Motorist given eight penalty points on licence for ‘tailgating’ offence loses appeal against ‘excessive’ sentence
A motorist who was given eight penalty points on his driving licence after being convicted of “tailgating” another vehicle on a motorway has failed in an appeal against what he claimed was a “manifestly excessive” sentence.
The Sheriff Appeal Court refused the appeal after ruling that the sheriff imposed a “generously discounted penalty” by deciding not to disqualify the appellant after he pled guilty to careless driving.
Sheriff Principal Mhairi Stephen QC and Sheriff Paul Arthurson QC heard that Mark McInally was charged by the Procurator Fiscal, Edinburgh on summary complaint with a contravention of section 2 of the Road Traffic Act 1988, namely “dangerous driving”.

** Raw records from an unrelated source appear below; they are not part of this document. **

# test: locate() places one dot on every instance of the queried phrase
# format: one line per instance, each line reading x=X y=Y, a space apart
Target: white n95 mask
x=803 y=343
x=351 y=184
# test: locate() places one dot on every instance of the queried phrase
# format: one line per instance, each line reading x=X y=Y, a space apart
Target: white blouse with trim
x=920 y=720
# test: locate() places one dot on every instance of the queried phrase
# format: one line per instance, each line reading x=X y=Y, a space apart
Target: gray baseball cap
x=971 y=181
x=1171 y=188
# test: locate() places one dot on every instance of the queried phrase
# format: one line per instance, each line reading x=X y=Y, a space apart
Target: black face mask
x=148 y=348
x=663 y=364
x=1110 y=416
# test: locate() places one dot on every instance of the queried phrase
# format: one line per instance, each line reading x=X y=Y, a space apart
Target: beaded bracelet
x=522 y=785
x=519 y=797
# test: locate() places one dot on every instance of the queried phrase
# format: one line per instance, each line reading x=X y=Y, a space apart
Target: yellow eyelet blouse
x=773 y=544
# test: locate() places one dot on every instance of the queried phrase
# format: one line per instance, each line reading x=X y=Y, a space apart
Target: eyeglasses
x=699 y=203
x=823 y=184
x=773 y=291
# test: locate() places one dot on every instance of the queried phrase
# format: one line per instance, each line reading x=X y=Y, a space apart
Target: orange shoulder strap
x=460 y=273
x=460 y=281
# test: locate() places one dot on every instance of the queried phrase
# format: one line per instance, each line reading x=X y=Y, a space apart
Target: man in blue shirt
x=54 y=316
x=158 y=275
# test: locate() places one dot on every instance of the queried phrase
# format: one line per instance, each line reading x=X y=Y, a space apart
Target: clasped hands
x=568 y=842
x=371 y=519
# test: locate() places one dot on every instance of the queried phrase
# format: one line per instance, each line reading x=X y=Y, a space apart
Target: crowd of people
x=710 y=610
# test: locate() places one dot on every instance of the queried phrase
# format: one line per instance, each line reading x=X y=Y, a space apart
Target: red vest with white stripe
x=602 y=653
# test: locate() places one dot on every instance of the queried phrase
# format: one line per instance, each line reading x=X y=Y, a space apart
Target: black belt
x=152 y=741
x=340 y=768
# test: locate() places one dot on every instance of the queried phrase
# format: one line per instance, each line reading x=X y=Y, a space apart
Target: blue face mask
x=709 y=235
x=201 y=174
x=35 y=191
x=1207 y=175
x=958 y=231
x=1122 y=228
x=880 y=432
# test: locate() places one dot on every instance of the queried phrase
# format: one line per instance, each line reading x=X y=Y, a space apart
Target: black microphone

But at the trial diet the prosecutor accepted the appellant’s plea of guilty to a reduced charge of a contravention of section 3 of the 1988 Act, namely “driving without due care and attention” on 3 December 2014 on the M90 near Echline Junction.

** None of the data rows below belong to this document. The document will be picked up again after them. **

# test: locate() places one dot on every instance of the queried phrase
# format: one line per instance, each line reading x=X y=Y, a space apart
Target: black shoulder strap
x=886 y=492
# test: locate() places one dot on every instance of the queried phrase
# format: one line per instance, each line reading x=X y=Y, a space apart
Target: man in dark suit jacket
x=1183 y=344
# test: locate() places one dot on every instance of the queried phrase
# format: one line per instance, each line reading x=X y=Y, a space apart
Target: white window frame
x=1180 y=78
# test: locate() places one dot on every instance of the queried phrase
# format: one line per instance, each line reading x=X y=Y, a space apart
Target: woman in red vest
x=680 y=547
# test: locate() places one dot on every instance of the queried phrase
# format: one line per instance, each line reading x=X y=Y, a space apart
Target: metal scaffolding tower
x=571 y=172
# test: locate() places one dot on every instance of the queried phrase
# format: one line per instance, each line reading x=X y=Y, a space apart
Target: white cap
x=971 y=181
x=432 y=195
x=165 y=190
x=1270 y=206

The points range for such an offence is three to nine penalty points and the court may order disqualification, but the sheriff imposed eight penalty points and a fine of £225.
The sheriff described the appellant’s driving as “ridiculous” and said that “tailgating” - following the vehicle in front at only two or three metres on a motorway - might lead to a “serious accident” on a high speed road.
However, in the note of appeal it was submitted that the sheriff erred in his assessment of the appellant’s driving and that the sheriff was wrong to describe the appellant’s driving as “verging on dangerous driving”.
Further, it was argued that the sheriff, having considered the nature of the driving and the penalties open to him, erred in not discounting the imposition of eight penalty points.
Counsel for the appellant submitted that in the absence of other aggravating factors such as undertaking or changing lanes, the appellant’s driving on the morning in question involved him travelling at the same speed as other vehicles on the motorway, albeit close to the vehicle in front.
It was argued that this was at the “lower end” of the range of careless driving and did not merit a starting point or headline sentence of eight penalty points, which counsel described as “manifestly excessive”.
But the appeal sheriffs disagreed with the arguments advanced and considered that the appeal should be refused, having regard not only to the facts on which the sheriff sentenced but also on sentencing and discount principles.
Delivering the opinion of the court, Sheriff Principal Stephen said: “The course of driving by the appellant on the day in question in December 2014 has properly been described by the sheriff as ‘tailgating’ – driving some two to three metres from the car in front at motorway speed. To drive in this manner is not momentary inattention or distraction but instead any driver who drives in this manner deliberately courts danger.
“The degree of culpability is high. There is a clear likelihood that a serious collision may occur with the associated risk that injury and damage is caused. The sheriff was fully justified in categorising this type of driving as being at the upper end of careless driving.
“To drive so close to the vehicle in front gives little or no chance of being able to stop without causing a collision. This is aggressive and irresponsible driving.
“The sheriff was correct to consider disqualification. We are of the view that the court is entitled to impose a period of disqualification for this type of aggressive driving.
“Having categorised the appellant’s driving to be at the very top end of the careless scale we consider that the sentence imposed of eight penalty points and a modest fine was lenient.”
On the matter of discount, she added: “The question for the Appeal Court is whether the sentence imposed by the sheriff constitutes a miscarriage of justice. For the reasons we have already given we agree with the sheriff’s assessment of the offence and we adopt the principle that it is only in exceptional cases that this court will interfere with a discretionary decision on discount for which the sentencing sheriff has given cogent reasons.
“Indeed, we consider that a period of disqualification is justified on the facts of this case. Arguably, the sheriff has afforded the appellant a generously discounted penalty by firstly declining to disqualify and then, by restricting the penalty points imposed for reasons which unduly favour the appellant.”